Model calibration. To test model calibration, we calculated each test patient’s predicted mortality over 250-day time windows. We further grouped patients into risk quartiles (4 = highest risk of dying; 1 = lowest risk) and calculated the aggregate predicted mortality for each patient group–time window combination. We then compared predicted mortality to actual mortality. The scatterplots (top) plot actual vs predicted mortality for each meta-model. The dashed 45-degree line represents perfect calibration. To summarize each model’s calibration, we calculated the slope of a Poisson regression line fitting actual mortality as a function of (log-transformed) predicted mortality with an intercept through the origin. Slopes of 1 would indicate perfect calibration, while slopes substantially different from 1 would indicate miscalibration. The bar graphs (bottom) plot the calibration slopes for individual models. The horizontal dashed lines in the graphs represent the meta-model calibration slope (and its mirror image around 1). Although the time windows and risk quartiles are not explicitly displayed in this bottom summary plot, the data are nonetheless grouped by risk quartile and time window, paralleling the upper scatterplots. Br_: breast cancer predictor set; CRC_: CRC predictor set; lCA_: lung cancer predictor set.

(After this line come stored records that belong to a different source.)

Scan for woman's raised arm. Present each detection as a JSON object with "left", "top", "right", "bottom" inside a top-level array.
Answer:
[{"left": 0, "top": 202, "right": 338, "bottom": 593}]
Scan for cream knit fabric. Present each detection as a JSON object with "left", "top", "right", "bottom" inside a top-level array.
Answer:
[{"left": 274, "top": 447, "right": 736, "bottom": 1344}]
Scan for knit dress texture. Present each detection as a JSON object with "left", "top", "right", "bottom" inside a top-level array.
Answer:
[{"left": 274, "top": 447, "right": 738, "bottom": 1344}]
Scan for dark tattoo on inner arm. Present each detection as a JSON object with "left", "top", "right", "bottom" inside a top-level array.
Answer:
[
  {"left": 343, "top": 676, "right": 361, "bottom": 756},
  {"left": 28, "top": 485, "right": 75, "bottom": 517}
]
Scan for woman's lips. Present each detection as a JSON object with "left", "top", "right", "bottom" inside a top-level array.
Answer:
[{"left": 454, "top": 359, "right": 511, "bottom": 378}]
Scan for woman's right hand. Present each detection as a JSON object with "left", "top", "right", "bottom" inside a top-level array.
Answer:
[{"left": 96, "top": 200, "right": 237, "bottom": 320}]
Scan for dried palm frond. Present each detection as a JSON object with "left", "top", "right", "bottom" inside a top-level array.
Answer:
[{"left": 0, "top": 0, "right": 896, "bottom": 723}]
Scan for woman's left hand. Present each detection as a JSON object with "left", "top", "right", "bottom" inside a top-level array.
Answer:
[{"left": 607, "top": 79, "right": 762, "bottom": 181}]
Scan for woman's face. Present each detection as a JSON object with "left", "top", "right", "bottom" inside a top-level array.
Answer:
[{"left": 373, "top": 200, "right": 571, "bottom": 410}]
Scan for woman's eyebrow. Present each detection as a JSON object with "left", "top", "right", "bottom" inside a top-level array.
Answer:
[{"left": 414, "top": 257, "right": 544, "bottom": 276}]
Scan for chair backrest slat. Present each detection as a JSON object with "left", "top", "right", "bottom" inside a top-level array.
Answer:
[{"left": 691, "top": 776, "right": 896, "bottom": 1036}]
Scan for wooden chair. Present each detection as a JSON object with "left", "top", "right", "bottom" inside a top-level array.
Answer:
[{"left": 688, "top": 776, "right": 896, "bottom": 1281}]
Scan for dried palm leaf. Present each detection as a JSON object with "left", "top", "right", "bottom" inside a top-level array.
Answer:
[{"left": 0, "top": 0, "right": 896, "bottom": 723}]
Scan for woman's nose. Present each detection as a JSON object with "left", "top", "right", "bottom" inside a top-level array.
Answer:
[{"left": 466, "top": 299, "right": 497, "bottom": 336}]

Individual patient survival

To illustrate how the meta-model might be used in practice, we plotted individual Kaplan-Meier survival curves for 9 selected patients within the test partition of the CRC dataset ().

Figure 5.

Patient-specific Kaplan-Meier curves for 9 selected colorectal cancer (CRC) test patients using meta-model–predicted survival probabilities. We selected from the test partition of the CRC data 3 patients with substantially favorable (top row), 3 patients with substantially unfavorable (bottom row), and 3 patients with generally typical (middle row) predicted survival. The solid lines represent the patient’s predicted survival and the dashed lines show survival for the cohort as a whole. Applicable models represent the underlying individual CRC models for which the patient had the necessary predictor data and which were included in the prediction.

DISCUSSION

In this study, we demonstrate the utility both of a meta-model approach to addressing missing data and of the use of machine learning–based models to predict patient survival in advanced CRC, lung cancer, and breast cancer. We show that a meta-model method integrating a suite of underlying models using varied predictors may provide a practical strategy to accommodate missing data. With further validation, we anticipate that the meta-model method described here could be adapted to a wide range of prediction problems, spanning well beyond oncology survival prediction. The meta-model approach is well suited to the development of clinical decision support, which was our primary aim in undertaking this work. Indeed, as shown in , we aim to build an “app” to provide clinicians with access to patient-specific Kaplan-Meier curves. In addition to addressing missing data, the meta-model may provide a framework for interinstitutional predictive model development. For example, the meta-model could combine individual models trained using separate data sources, even at different institutions. While using multi-institutional data (as opposed to single-site data) to train predictive models would often be scientifically desirable in ensuring generalizability and in obtaining data from a sufficient number of patients, administrative challenges to data sharing outside individual health systems often make multi-institutional datasets impractical or impossible to obtain. However, the meta-model approach may help to address this challenge to the extent that building a multi-institutional meta-model would only require institutions to share trained underlying individual models and not actual patient data. Moreover, we envision future vendor-developed CDS systems that include both a set of “starter” models as well as functionality for sites to train additional models; the systems could then combine the starter with the locally trained models using the meta-model approach described here. Finally, the meta-model approach may also be useful in identifying tests that were not performed but which could substantially reduce prognostic uncertainty (ie, tests needed for the better performing underlying models). CDS could recommend the clinician order such tests.

Figure 6.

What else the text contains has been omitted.